Spain's new conservative government just approved a new loan fund, in conjunction with banks, so that towns could soon get cash to pay suppliers. The loans would be paid back over 10 years at favorable rates.

The government reported that nationwide, 177,000 suppliers may soon be paid $12 billion owed by city halls, under the loan program.

In Higuera, local gas station owner Ignacio Martin said he's owed $8,000 for fuel that heats the school and runs the city vehicles.

"City hall wants to get help from a new national loan fund to pay suppliers," Martin said at his gas station. "They hope to pay me in May, more or less."

That's a potentially much quicker solution than at the town's brand new nursing home. It was built under the previous Socialist local administration at a cost of $2.5 million, mainly with loans and subsidies from the regional government and the European Union, Deputy Mayor Manuel Tamayo said.

But the building can't be opened for use. It sits idle, as sheep graze nearby.

Regional health officials discovered that the building does not meet code regulations. The hallways were built too narrowly, and stretchers cannot make a turn from the hall into the patient bedrooms. The site was designed for 40 senior citizens, and most of them would need to be moved on stretchers or wheelchairs.

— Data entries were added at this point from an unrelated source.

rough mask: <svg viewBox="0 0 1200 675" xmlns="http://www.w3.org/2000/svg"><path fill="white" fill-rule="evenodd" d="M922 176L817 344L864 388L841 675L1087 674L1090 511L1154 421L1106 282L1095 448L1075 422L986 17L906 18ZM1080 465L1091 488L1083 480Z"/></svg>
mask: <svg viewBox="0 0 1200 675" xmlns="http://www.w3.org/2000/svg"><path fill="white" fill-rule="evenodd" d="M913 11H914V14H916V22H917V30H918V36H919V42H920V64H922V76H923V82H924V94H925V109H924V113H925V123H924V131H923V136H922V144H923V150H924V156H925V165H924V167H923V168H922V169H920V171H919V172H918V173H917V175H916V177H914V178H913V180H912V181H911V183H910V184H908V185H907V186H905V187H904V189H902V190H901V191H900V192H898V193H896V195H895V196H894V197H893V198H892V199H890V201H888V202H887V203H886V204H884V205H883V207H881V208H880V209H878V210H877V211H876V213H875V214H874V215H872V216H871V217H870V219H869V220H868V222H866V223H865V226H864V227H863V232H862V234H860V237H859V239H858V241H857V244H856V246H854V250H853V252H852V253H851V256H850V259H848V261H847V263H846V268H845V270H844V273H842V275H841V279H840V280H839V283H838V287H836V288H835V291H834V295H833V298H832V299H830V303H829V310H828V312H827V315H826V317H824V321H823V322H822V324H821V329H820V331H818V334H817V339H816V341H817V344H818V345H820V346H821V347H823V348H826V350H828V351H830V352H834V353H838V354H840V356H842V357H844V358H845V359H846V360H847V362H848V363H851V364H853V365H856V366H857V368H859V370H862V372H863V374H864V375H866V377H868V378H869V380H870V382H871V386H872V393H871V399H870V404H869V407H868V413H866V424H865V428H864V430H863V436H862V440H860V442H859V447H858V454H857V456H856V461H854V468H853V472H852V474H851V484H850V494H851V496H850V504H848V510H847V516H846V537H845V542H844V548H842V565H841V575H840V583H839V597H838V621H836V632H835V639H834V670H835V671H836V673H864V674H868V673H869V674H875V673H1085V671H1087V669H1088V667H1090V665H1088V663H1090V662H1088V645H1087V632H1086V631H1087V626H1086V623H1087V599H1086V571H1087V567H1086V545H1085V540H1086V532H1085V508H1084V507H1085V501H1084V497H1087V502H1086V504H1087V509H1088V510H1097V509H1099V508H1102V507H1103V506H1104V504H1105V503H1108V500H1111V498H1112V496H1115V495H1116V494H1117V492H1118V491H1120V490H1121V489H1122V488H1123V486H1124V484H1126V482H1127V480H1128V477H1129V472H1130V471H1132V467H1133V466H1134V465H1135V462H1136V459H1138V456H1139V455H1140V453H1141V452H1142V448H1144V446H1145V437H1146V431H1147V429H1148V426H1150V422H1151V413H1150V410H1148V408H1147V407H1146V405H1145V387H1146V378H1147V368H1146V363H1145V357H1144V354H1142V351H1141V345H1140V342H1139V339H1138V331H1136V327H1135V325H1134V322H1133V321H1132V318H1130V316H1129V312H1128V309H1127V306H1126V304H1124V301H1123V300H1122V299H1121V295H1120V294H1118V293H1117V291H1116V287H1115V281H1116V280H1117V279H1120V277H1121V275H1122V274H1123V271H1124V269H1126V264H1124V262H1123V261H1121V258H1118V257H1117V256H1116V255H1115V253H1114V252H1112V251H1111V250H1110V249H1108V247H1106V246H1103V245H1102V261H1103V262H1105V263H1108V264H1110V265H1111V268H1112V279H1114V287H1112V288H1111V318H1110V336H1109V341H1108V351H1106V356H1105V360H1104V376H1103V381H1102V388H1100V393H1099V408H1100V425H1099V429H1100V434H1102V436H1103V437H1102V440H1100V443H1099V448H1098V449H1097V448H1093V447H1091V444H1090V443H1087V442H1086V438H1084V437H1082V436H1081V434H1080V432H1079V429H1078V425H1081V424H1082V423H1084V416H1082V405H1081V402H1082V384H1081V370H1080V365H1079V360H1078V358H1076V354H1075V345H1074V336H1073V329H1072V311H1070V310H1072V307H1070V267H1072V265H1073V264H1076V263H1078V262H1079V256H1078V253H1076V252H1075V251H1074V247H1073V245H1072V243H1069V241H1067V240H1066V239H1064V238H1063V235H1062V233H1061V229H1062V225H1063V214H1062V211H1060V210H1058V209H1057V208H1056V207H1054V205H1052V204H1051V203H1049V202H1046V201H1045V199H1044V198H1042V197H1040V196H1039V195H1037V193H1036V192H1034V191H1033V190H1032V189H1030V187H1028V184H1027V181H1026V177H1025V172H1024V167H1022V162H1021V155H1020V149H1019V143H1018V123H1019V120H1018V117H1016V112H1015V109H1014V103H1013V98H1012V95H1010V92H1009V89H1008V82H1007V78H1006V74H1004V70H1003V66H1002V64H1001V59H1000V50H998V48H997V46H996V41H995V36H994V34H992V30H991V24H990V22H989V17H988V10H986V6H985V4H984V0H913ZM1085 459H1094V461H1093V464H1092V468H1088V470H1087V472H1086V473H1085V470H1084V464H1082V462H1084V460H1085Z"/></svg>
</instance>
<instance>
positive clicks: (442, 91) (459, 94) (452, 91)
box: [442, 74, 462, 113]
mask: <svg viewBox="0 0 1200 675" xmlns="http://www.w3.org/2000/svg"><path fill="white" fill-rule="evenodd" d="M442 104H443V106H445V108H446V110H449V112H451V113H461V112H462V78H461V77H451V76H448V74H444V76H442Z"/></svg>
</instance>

The inside of the nursing home is already fully outfitted, with a cafeteria, large television, even exercise equipment.

Tamayo said if it could open, it would create some badly needed jobs in the town, which relies mainly on agriculture. But instead, the town hall must pay a night security guard to ensure that things inside are not stolen.

Yet the sickest patient of all may be Spain itself, said Miguel Hernandez, a professor at Madrid's IE Business School.

With 8,100 municipalities in Spain -- 70% of them with less than 2,000 residents -- he believes some should merge to cut costs.

"Sooner or later, the structure of local government has to change," Hernandez said. "We can't have a country with 8,000 mayors."

But Higuera's mayor said the key is really not overspending the local budget.

Garcia hopes Higuera won't have to merge with another village town hall. But it already participates in a cost-sharing plan with other nearby towns for roadwork improvements and some other services.

Garcia and Tamayo celebrated with the volunteers at an impromptu picnic after the work was done on Sunday.

The volunteers even put together a free lunch, which included stewed lamb and cured ham, local specialties.
They say they'll try to get by hand to mouth, until the bill for years of overspending is paid off.